I have just signed a pre work contract and put down a small deposit on a house and land package which i intend on using as an investment property. All up, the property is going to set me back around $320,000, and i have around $150,000 of my own funds. It is my first property purchase, but I'm forfeiting the FHOG in favor of being able to rent the place out straight away, and not have to live in it for 12 months.
I spoke to a mortgage broker, and his recommendation was a 2 year fixed rate, where id be putting any money i earned, aswell as rental income into an offset account. He also suggested interest only rather than principal and interest.
Realistically, my hope is to have this payed off within 3-4 years (or at least have the balance of my mortgage in my offset), at which point i would purchase another property. However, the whole interest only suggestion is confusing to me to say the least. I didn't quite see how interest only would benefit me in my situation. if anyone could shed some light on it, or give me their suggestions, it would be greatly appreciated.
Which lender is this with? There aren't many lenders that will link up an offset account against a fixed loan. You can get around that by keeping a portion of the loan variable and linking an offset up to the variable loan.
Are you planning on purchasing an owner occupied property at some point in the future? If so, I wouldn't be putting $150k into your investment property and I definately wouldn't be aiming to pay off the principle as quickly as possible.
Interest only with an offset works really well. Instead of paying down the principle – you place your spare cash/savings into the offset instead which essentially provides the same outcome albeit without paying down a chunk of tax dedutible debt.
Here's an article I wrote for Australian Property Investor magazing on the topic – hopefully it helps. if not – ask more questions
Its with Bendigo bank, and yes, at some point in the future i would be purchasing an owner occupied property. Whether its the next one, or the one after, i haven't decided yet.
So effectively what you're suggesting is that i pay interest only, and just put all my cash into the offset, while paying off none of the principal? Is that correct?
In terms of what amount to put down as a deposit, i was thinking 100-120k, and the rest straight into the offset.
its not a good idea to pay off your investment loan just use the equity and keep multiplying untill you get to a point where you see properties paying itself off .Property investing is like a business ,if you need more info i can give you my Mentors contact .i have learnt a lot from him and i am happy to give some back to public.
The replies you are getting are generally spot on.
But just to address your statement "However, the whole interest only suggestion is confusing to me to say the least"
It took me a while to get my head around the Interest Only concept to begin with also.
I kept thinking… 'But, i WANT to pay the loan off eventually!! "
Interest Only options are great if you are looking to BUILD UP a portfolio, and will be needing money for another purchase.

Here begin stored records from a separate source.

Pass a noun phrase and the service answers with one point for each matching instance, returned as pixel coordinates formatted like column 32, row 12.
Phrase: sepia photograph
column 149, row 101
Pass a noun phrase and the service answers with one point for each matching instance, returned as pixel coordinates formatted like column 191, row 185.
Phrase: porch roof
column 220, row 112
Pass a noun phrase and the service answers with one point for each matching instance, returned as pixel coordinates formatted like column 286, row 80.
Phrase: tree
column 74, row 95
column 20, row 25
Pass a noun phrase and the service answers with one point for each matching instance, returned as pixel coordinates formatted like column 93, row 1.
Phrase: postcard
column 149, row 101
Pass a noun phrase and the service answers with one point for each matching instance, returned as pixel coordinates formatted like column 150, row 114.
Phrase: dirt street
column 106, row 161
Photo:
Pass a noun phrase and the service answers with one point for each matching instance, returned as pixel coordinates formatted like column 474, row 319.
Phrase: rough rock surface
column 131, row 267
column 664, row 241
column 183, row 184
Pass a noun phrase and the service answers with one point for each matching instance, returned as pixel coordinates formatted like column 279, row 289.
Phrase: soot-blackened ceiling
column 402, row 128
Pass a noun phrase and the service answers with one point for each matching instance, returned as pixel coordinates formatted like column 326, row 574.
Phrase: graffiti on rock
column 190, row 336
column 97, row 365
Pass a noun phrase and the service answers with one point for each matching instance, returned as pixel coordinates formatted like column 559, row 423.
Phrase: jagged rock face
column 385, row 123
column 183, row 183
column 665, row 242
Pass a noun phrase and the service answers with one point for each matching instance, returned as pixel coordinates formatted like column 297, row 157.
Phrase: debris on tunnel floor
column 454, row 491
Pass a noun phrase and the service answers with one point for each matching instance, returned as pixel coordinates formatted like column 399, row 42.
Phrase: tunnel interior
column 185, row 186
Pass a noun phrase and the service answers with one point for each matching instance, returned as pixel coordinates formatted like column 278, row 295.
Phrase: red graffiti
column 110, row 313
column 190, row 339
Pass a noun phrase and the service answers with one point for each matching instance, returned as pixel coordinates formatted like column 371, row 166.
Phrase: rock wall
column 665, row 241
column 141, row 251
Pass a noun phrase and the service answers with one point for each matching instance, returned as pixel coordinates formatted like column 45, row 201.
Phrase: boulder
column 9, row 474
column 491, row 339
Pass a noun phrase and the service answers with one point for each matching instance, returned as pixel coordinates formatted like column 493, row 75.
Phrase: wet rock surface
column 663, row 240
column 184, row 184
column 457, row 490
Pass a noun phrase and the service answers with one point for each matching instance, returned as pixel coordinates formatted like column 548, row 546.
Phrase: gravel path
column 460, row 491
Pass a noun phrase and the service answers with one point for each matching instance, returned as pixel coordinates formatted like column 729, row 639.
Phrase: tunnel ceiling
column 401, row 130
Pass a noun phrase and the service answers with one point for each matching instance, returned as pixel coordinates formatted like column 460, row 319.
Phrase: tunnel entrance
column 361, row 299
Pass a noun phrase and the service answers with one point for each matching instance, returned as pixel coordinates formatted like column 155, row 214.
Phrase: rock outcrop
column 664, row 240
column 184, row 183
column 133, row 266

The benefits to Interest Only are based around these concepts:
1. Lets say the difference in repayments between Principal & Interest, and Interest Only is $500 a month…
All that money you are paying onto the Loan is saving you interest sure.. but when you want to borrow for your PPOR, and you borrow against that equity you have paid off, that new balance will not be tax deductible. If you had selected an Interest Only loan and paid that extra $500 a month into the offset account, you can just take it out whenever you want…. and that balance is still tax deductible.
2. Second concept is, it free's up cash flow, which allows you to invest the cash somewhere else (ie another property)… when interest rates are low as they are currently, interest only is fantastic because you can probably get a better return sticking your cash somewhere else
I am not qualified to give financial advice, this is just my response to your topic through my property investment experiences.
In terms of what amount to put down as a deposit, i was thinking 100-120k, and the rest straight into the offset.
Pay the minimum Deposit you can – you may wish to avoid LMI, in which case it would be 20% (or $64k) but do consider whether it might be better to pay LMI (in the early 80's it is not very expensive) to retain control of the maximum amount of your money. THEN stick what's remaining in your Offset.
By the way, here's a look at one of my posts that attempts to explain the Offset Account and what it does :-
Maybe that helps some? It is worth spending some time getting familiar with the options available to you, and the two main ones are like chalk and cheese (the Offset is the cheese, IMHO ).
I would advise that you contact a good Mortgage Broker – there are several on here and their sigs identify them. A good one will take you through your situation now, AND be mindful of "Where you want to be" in the future, and will advise how best to get there.
As you are finding, this whole finance area is quite complex – but, get it right, and your path will be so much easier down the track.
It will let you add your purchase price, deposit and calculate your stamp duty, lmi, grants etc. then will work out how much your loan amount will be and use that figure for calculations.
you also enter your purchase suburb and will use capital growth data to help you calculate equity, and in your case a fixed/interest only period and how much money you will save into your offset account.
once youve added everything it will give you heaps of calculation results and you can find out when you are likely to have enough equity to fund your next purchase.
takes a good 10 mins to get your head around it, but i found it very helpful and listening to your situation i think you will also.